As you know, our Heart of Seattle Awards are underway and now that the top finalists of each category have been chosen, it's time for them to tell YOU why they should get this prestigious recognition. All of the groups have some pretty solid cases, so we've selected some of the best quotes from each finalist and they will be viewable and accessible on blog posts for the next two months. After reading the quotes, vote for the business that you think should be chosen for the Heart of Seattle award in each category. Here are the grocery finalists:
PCC Community Markets
"[PCC] provide[s] honest and transparent products offered in green stores, pioneering work in organics, farmland preservation, and food systems that laid the groundwork for the organic movement today. In 2016, they donated over $1 million in in-kind and financial support to community programs, representing over 10 percent of pretax net income. They are dedicated to preserving local farmland and partnering with Northwest producers and ranchers."
"... [Central] Co-op offers over 250 everyday items at especially low prices, and offers 10% off to those receiving government assistance twice a week, through their Healthy Community Program. Central Co-op follows a solidarity model with both worker and consumer ownership with more than 14,500 active owners, and in January of 2015 became the first grocery store in the nation to pay better than $15/hour at entry level with full benefits for full-time workers. They give over $30,000 annually to local non-profit groups.
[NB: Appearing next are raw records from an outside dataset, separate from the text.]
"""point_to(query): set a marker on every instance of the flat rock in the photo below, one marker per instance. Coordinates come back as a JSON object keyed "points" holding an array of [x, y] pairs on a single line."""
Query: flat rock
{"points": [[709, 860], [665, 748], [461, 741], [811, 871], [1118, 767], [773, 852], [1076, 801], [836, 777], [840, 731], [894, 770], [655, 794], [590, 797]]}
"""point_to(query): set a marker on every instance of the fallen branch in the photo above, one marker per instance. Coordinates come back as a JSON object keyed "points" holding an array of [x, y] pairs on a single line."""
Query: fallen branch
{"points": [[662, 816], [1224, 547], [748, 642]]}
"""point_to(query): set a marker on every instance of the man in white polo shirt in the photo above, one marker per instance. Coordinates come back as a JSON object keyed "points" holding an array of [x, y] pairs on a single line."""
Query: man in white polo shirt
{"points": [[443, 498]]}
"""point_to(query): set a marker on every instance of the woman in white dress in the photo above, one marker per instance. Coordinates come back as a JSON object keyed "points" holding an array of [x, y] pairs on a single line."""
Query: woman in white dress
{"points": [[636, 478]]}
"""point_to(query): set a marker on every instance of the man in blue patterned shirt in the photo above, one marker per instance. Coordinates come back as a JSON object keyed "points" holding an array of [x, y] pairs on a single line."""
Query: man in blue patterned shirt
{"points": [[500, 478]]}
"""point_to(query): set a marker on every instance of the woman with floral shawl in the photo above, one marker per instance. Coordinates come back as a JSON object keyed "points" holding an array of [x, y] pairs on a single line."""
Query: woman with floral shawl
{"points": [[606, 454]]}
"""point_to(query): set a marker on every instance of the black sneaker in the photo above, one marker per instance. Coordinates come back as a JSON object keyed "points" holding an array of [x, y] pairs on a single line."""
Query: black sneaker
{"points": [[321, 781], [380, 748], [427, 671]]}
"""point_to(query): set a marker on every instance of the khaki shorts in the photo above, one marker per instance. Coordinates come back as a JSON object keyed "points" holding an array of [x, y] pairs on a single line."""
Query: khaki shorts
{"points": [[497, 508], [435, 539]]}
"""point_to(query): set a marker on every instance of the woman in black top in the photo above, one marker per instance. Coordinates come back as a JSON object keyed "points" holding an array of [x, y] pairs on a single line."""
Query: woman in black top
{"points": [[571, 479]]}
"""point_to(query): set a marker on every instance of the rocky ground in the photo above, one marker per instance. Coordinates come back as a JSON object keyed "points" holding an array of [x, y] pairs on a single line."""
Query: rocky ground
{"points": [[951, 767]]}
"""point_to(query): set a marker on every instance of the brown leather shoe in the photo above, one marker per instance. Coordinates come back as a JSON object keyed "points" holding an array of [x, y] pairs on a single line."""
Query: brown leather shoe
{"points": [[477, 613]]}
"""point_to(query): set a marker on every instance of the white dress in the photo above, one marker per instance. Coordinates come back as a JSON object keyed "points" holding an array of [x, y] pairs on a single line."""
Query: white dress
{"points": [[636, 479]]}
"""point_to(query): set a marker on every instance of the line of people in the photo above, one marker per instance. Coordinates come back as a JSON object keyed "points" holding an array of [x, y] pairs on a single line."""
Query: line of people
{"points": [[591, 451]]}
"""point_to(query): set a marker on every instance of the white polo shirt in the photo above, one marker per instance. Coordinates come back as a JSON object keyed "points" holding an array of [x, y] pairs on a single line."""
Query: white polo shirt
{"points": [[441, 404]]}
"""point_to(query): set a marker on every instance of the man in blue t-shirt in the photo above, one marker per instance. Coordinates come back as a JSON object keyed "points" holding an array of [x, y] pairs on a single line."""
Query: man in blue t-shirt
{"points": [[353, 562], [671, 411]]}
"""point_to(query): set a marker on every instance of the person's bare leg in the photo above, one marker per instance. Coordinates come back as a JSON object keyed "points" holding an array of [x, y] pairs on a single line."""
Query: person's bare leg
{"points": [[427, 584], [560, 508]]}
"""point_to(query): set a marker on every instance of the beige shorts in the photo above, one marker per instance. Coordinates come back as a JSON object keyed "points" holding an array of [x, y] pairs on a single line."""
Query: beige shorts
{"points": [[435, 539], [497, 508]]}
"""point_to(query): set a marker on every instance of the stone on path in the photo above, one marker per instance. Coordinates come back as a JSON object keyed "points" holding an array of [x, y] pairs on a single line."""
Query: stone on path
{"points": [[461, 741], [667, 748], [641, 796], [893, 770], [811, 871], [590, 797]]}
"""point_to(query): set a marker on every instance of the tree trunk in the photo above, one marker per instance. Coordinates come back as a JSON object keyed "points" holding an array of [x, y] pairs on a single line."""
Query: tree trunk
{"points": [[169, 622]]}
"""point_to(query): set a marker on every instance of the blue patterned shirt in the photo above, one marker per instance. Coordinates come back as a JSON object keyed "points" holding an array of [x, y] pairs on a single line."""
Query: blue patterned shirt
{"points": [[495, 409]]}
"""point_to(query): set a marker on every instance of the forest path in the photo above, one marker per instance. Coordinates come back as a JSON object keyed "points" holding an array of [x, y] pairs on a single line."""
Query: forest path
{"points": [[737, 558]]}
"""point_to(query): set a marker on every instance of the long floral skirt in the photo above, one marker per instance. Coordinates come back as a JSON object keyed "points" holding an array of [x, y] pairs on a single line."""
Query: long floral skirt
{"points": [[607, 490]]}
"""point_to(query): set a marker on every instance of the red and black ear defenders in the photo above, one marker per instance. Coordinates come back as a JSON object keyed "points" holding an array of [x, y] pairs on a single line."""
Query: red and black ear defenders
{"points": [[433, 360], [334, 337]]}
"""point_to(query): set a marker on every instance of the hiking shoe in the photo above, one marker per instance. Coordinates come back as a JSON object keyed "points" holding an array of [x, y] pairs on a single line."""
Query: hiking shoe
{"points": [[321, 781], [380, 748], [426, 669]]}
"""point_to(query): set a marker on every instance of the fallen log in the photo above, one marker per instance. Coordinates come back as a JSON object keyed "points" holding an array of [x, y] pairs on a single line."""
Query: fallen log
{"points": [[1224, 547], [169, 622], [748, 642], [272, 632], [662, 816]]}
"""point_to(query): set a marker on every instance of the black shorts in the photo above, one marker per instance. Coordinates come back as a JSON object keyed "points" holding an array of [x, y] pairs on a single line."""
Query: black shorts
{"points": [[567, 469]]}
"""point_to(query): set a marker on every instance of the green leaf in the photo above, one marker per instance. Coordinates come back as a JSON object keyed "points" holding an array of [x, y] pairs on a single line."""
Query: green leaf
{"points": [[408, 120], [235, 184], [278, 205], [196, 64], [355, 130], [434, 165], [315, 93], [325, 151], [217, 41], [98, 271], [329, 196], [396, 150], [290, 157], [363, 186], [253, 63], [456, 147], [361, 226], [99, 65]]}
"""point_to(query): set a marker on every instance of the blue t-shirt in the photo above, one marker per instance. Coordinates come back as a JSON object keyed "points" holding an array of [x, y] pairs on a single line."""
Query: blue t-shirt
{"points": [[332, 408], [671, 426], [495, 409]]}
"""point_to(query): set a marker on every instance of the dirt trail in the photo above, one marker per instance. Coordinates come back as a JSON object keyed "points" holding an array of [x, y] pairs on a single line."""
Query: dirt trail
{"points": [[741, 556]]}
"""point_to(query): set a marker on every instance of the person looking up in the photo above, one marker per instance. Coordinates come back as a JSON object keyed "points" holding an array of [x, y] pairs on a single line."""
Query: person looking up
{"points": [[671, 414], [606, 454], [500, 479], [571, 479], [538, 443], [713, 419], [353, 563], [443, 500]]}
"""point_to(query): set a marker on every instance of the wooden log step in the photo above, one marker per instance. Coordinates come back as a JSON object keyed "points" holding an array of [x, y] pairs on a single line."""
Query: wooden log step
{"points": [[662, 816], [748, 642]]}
Central Co-op was instrumental in the effort to make Seattle a "Bee City USA" and are part of the pollinator task force that helped the City adopt a formal ban on Neo-nic pesticides on City property."
Acme Farms + Kitchen
"[Acme Farms + Kitchen] gives weekly to local food banks. They support programs that educate children regarding local and healthy food through Common Threads Farm, Tilth Alliance, and Sauvie Island Center. They donate monthly meals to a local homeless housing project for women and children. They also work with PTA's on fundraising, and donate healthy, local snacks monthly to an elementary school and worked with local groups to make more local food available to school cafeterias. They participate in the community's Eat Local First program, advocating for more consumption of local food and making it available to underserved populations in the community."
Community Food Co-Op
"[The Community Food Co-op has] implemented sustainability projects including a new customer recycling center in their downtown store location, creating a more comprehensive tracking system in production departments to track organic ingredient purchases; eliminating GMO ingredients from deli and bakery production departments; becoming Energy Star-certified at our Cordata and Downtown store locations; installing electric car chargers at the downtown store location; improving water filtration in the downtown store parking lot; and eliminating foam packaging from meat and specialty cheese departments."
"Viva Farms is a non-profit farm business incubator established in 2009 is located in Skagit County Washington, supporting aspiring farmers by providing bilingual training in sustainable organic farming, and access to land, infrastructure, equipment, marketing and capital (The Essentials). They lower the barriers for beginning farmers and create the opportunity for success. Viva has educated over 700 small farmers (100+ Spanish speakers) in sustainable organic farming and is currently incubating 13 independent farm businesses (7 Latino-owned)."
Now that you've heard why each business believes they deserve their category's award, you are given the daunting task of voting for which of these 5 fantastic businesses should win.